Multi-tenancy is the hardest part of shipping AI in B2B SaaS. Traditional isolation handles databases, auth, and row-level access. AI adds surfaces — retrieval indexes, context assembly, cache keys, logs — each of which can leak data across tenants if implemented naively. This post is the isolation pattern we deploy, and the three failures we see most often.
Why AI multi-tenancy is uniquely hard
Traditional SaaS: tenant_id column on rows, ORM middleware enforces filtering. Hard to leak if you use the framework correctly.
AI adds: vector indexes (may or may not encode tenant_id), context assembly (pulling from multiple sources), LLM context window (ephemeral but logged), response caches (keyed by prompt not tenant), system prompts (shared across tenants, contain assumptions). Each is a potential leak point.
The isolation layers
Layer 1 — Authentication carries tenant_id. Every authenticated request knows its tenant. JWT or session token encodes it. Foundation for everything below.

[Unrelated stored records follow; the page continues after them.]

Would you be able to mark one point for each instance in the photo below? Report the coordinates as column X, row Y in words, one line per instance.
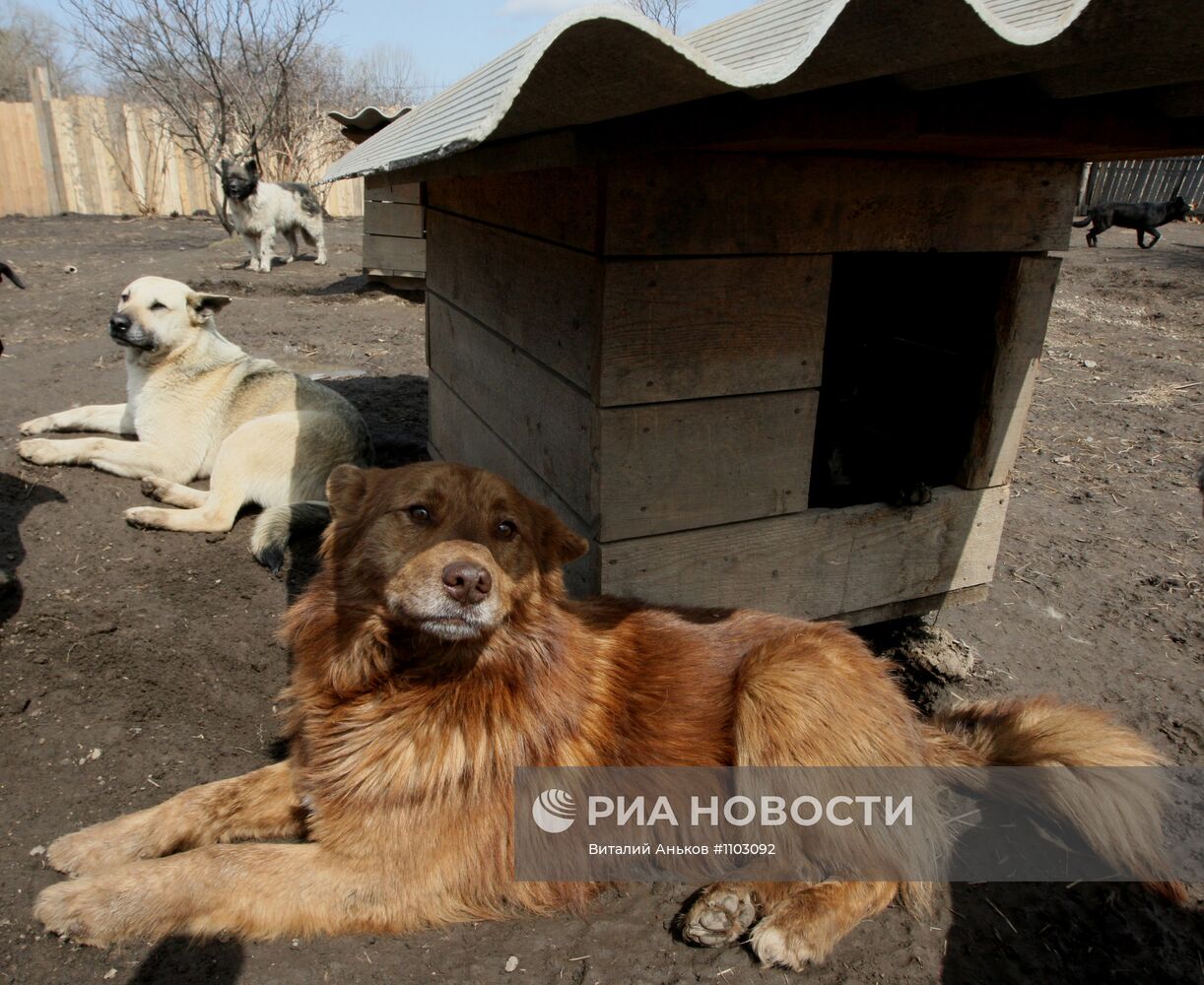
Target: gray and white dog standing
column 261, row 209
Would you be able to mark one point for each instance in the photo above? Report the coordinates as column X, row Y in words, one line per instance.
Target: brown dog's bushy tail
column 276, row 524
column 1117, row 812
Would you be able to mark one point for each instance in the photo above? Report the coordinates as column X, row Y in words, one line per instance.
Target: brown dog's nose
column 467, row 583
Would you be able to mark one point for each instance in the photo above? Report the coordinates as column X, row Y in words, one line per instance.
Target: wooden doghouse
column 726, row 337
column 394, row 218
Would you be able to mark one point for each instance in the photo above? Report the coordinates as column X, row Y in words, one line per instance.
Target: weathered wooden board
column 635, row 470
column 459, row 433
column 551, row 424
column 819, row 562
column 543, row 297
column 559, row 204
column 386, row 187
column 683, row 204
column 394, row 253
column 684, row 329
column 394, row 220
column 700, row 463
column 915, row 606
column 1020, row 333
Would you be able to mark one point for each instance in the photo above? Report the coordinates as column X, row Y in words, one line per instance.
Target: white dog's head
column 158, row 317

Layer 2 — Retrieval always filters by tenant. Vector DB query includes tenant_id filter. Keyword search includes it. Hybrid search enforces on both sides. This must be in the retrieval library, not in calling code — otherwise developers forget on the third place they write retrieval logic.
Layer 3 — Context sanitization. Assembled context to LLM reviewed for cross-tenant references. Example failure: retrieval filter was correct, but one of the documents contains 'see attached message from Customer B, Tenant 42.' The document body leaks. Mitigation: sanitize during ingestion, or add a sanitization pass at retrieval time.
Layer 4 — Cache isolation. Semantic caching saves real cost but is a cross-tenant leak if naive. Tenant A asks 'what is our policy on X'; Tenant B asks the same. If cache key is just the prompt, Tenant B gets Tenant A's answer. Cache key must include tenant_id.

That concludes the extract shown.